Actualité

la Vie des Réseaux  > Actualité > Amiante : d'anciens militaires font condamner l'État

Amiante : d'anciens militaires font condamner l'État

Le 24 juin 2019


envoyer imprimer

Les anciens marins ont obtenu entre 3 000 euros et 10 000 euros en fonction du nombre d’années d’embarquement.




Une cinquantaine de militaires de la marine nationale, qui demandaient la condamnation de l’État pour avoir été exposés, souvent pendant de nombreuses années, à des fibres d’amiante, ont obtenu gain de cause, vendredi 21 juin, dans un jugement rendu par le tribunal administratif de Rennes. Les anciens marins ont obtenu entre 3 000 euros et 10 000 euros en fonction du nombre d’années d’embarquement.

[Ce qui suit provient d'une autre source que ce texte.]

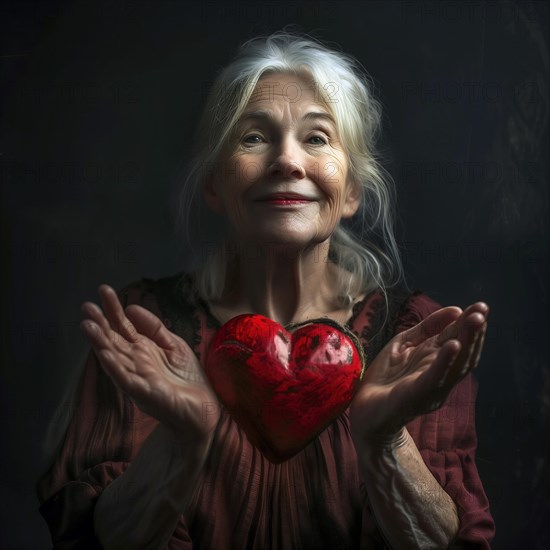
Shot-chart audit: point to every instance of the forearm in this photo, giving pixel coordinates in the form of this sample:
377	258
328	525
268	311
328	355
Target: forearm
410	506
141	508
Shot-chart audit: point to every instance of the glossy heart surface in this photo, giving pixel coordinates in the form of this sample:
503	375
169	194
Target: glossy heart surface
284	387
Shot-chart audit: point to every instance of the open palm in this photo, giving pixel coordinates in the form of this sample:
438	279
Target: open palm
416	370
151	364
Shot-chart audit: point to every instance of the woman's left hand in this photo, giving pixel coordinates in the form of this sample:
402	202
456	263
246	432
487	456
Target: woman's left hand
415	372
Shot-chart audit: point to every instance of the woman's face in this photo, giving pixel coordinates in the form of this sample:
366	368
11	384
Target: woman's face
284	176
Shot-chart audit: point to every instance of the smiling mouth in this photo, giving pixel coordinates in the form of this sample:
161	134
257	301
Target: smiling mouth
285	199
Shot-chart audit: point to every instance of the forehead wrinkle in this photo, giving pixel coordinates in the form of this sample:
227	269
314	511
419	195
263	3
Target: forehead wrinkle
267	115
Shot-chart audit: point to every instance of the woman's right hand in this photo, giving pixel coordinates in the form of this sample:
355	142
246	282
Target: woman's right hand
155	367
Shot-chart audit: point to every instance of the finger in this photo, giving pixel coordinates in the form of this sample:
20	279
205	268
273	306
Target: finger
434	384
471	318
94	313
115	314
479	346
148	324
98	337
434	324
121	376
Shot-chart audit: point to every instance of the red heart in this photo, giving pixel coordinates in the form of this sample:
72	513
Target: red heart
284	388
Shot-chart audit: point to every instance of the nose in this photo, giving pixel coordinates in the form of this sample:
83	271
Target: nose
287	164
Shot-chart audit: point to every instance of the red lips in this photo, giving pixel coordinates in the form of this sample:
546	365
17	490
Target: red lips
284	388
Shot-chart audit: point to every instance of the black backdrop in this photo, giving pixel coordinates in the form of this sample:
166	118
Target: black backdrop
99	102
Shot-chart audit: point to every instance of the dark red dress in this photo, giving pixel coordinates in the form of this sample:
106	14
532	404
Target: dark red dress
315	500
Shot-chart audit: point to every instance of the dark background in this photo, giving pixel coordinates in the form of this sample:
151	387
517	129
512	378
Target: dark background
99	103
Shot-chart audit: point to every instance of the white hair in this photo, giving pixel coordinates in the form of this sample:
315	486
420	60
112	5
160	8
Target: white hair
363	246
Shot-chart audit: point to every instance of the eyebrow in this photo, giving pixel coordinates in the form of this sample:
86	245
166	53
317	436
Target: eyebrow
268	115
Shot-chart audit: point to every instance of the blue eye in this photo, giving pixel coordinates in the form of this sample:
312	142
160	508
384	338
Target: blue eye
253	138
317	140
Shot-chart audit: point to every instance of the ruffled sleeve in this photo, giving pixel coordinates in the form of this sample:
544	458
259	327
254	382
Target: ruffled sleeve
446	439
105	433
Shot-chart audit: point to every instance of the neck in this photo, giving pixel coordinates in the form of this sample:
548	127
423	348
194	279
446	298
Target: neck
285	285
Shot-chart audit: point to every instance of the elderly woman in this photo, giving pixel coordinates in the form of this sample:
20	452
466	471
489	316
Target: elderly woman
285	157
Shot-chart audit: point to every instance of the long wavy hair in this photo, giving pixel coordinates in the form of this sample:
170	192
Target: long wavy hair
364	245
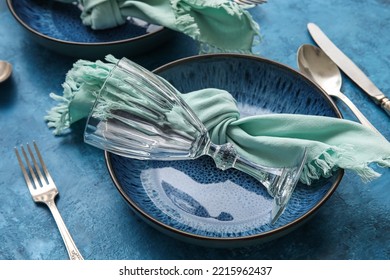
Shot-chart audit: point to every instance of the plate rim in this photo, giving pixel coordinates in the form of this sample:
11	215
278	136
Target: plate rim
75	43
241	240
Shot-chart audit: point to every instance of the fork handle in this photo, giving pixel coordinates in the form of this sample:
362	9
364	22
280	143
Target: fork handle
73	252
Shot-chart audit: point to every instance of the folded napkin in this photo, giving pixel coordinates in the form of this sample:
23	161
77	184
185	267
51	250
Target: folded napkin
272	140
219	25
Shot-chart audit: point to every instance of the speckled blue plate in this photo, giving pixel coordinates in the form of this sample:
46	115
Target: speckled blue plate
58	26
193	200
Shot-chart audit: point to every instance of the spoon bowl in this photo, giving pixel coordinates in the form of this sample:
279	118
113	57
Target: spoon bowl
5	70
317	66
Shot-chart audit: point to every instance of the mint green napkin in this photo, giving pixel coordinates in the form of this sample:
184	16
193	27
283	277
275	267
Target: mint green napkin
271	140
219	25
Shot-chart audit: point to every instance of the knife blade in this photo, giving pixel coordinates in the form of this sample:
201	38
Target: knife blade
349	67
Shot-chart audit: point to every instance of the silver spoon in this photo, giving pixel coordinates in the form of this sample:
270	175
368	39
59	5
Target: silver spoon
315	64
5	70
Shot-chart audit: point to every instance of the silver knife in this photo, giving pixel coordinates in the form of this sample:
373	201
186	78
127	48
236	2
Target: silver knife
348	67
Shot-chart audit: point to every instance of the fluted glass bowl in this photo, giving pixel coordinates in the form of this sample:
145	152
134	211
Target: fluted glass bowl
196	202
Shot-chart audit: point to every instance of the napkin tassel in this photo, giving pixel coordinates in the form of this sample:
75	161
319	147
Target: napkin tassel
188	25
330	160
84	80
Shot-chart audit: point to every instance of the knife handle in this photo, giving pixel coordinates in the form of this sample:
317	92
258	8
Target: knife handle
385	104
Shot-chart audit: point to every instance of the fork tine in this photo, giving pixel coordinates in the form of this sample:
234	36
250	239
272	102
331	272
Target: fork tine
32	173
44	168
24	171
36	166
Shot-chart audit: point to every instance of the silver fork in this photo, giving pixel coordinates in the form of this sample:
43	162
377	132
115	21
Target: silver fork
44	190
250	2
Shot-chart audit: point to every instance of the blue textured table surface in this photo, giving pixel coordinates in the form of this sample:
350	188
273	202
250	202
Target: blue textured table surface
353	224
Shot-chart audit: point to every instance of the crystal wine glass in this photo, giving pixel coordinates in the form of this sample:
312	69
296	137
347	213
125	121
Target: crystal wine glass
139	115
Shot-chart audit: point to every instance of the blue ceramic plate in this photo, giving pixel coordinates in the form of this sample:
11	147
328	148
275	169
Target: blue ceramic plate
58	26
193	200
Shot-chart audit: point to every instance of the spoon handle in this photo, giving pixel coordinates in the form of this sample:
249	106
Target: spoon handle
363	120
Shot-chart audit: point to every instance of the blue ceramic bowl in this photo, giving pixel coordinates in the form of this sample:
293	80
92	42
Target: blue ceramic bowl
196	202
58	27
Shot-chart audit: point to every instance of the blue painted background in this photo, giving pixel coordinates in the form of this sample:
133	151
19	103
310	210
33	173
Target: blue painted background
353	224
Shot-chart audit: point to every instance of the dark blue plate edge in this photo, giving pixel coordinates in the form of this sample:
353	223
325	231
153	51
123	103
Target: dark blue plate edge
226	241
48	38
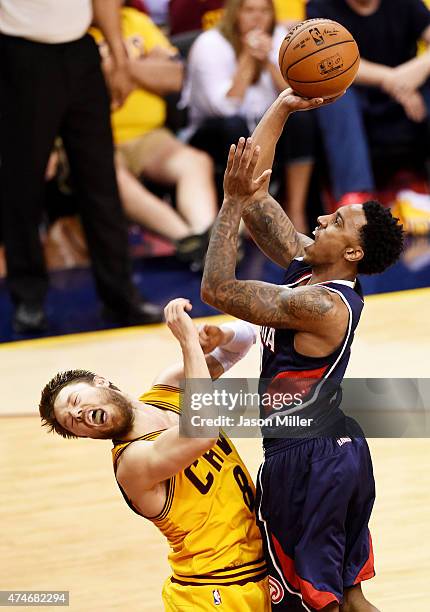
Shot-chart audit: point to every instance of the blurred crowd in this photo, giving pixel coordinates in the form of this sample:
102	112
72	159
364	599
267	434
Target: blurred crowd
121	112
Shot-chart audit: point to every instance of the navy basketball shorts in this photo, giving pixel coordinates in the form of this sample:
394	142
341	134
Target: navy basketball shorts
314	501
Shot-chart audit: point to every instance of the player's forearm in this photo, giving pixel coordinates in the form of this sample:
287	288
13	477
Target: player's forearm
220	263
195	365
159	76
268	132
107	17
273	231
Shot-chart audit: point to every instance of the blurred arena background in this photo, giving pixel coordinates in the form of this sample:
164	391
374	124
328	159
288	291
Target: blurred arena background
64	524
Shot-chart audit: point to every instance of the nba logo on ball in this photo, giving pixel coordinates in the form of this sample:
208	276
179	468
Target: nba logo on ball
331	64
317	36
319	58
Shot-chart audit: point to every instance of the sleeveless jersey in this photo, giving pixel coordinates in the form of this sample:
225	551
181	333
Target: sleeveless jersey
208	517
315	380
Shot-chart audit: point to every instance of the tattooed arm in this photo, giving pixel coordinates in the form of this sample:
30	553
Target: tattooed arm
265	219
305	309
273	232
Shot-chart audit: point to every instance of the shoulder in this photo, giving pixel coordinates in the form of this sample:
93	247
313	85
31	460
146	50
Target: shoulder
296	270
131	463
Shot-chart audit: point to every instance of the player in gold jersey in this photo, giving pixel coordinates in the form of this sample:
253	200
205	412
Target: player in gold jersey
197	491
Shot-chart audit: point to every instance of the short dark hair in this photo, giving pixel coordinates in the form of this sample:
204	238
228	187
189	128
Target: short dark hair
382	239
49	395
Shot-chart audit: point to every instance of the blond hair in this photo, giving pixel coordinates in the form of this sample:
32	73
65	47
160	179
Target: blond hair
228	24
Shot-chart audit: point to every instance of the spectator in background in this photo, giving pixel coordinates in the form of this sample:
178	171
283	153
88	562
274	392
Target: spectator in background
233	76
290	12
390	100
158	10
190	16
144	147
50	83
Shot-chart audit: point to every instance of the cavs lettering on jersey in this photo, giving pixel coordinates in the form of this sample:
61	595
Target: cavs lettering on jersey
208	517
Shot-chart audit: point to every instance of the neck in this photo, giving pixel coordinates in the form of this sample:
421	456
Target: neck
322	274
148	419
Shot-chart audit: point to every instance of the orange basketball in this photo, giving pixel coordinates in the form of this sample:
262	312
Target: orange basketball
319	58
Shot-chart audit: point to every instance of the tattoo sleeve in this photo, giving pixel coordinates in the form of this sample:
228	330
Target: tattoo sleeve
304	308
273	231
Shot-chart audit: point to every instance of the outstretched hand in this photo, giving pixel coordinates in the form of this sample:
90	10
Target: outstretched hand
179	321
239	182
291	102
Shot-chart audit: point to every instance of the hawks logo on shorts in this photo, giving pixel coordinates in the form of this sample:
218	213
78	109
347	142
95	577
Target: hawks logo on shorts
276	590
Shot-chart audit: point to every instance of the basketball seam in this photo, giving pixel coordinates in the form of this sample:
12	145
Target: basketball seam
301	28
318	51
329	78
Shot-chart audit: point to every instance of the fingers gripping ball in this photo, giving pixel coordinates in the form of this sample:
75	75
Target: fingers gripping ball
319	58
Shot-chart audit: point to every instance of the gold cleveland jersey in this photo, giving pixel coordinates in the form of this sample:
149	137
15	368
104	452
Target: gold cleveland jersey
208	517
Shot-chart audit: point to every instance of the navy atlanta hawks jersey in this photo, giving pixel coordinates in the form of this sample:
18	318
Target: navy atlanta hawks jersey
315	380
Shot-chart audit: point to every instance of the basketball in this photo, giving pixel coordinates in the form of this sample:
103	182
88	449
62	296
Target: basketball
319	58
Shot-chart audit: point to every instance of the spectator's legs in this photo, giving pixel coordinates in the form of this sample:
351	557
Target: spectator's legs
32	102
297	180
346	146
145	208
174	163
87	139
215	135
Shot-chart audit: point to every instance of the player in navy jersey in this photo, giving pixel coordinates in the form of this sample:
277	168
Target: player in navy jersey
315	490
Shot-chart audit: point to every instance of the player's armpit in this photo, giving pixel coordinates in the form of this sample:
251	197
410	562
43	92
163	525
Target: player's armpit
308	308
273	231
144	464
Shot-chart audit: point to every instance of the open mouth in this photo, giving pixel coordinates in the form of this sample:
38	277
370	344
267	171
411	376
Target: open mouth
98	416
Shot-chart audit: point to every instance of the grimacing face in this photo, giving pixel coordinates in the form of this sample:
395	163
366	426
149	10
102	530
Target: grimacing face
337	237
254	15
93	410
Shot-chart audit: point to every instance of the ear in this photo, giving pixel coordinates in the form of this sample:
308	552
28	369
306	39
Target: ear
100	381
354	254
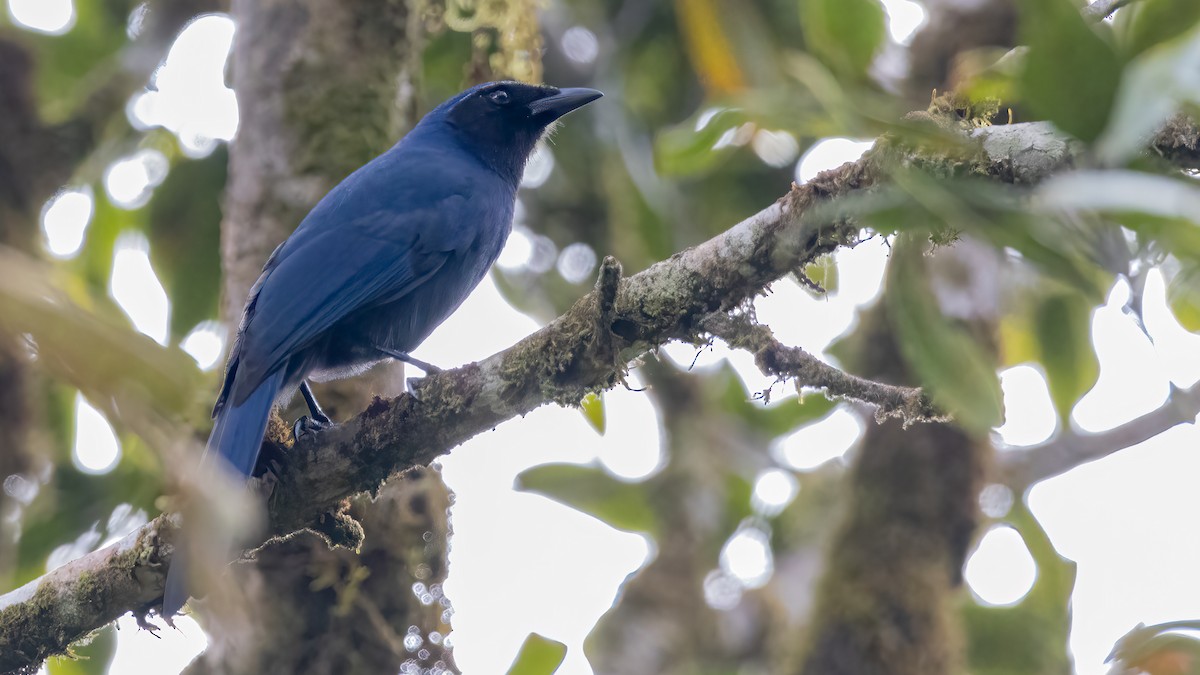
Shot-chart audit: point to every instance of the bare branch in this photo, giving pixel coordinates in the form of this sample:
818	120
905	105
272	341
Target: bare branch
1024	467
587	348
780	360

« L’État employeur avait une obligation générale d’assurer la sécurité et la protection de la santé des travailleurs placés sous sa responsabilité », estime dans l’ensemble le tribunal administratif, qui a examiné chaque cas individuellement. Exposés entre deux et vingt-sept ans aux poussières d’amiante, reconnues cancérogènes, les marins avaient formé un recours devant le tribunal administratif de Rennes contre le ministère des armées.


« Un effet boule de neige »


Ils estimaient ne pas avoir bénéficié de « mesures de protection individuelles ou collectives efficaces » lors d’embarquements effectués entre les années 1950 et 2000 à Brest, sur des bâtiments de la marine. Disant subir un préjudice d’anxiété, ils craignent de développer les symptômes et pathologies dus à l’amiante qui apparaissent parfois jusqu’à quarante ans après.


« Ce sont de très bonnes décisions », s’est félicité l’avocat Frédéric Quinquis, qui défend 45 dossiers dans cette affaire, estimant que ces jugements « allaient nécessairement avoir un effet boule de neige », et évoquant notamment « une nouvelle série » à venir d’actions de ce type contre l’État de la part de marins. Lors de l’audience, qui s’est tenue le 23 mai, le rapporteur public avait réclamé la reconnaissance de la « carence fautive de l’État », retenue par le tribunal.


Le préjudice de trouble de l’existence dû à l’exposition à l’amiante n’a, en revanche, pas été retenu par le tribunal, qui a notamment estimé que les plaignants ne justifiaient pas d’un suivi médical post-professionnel.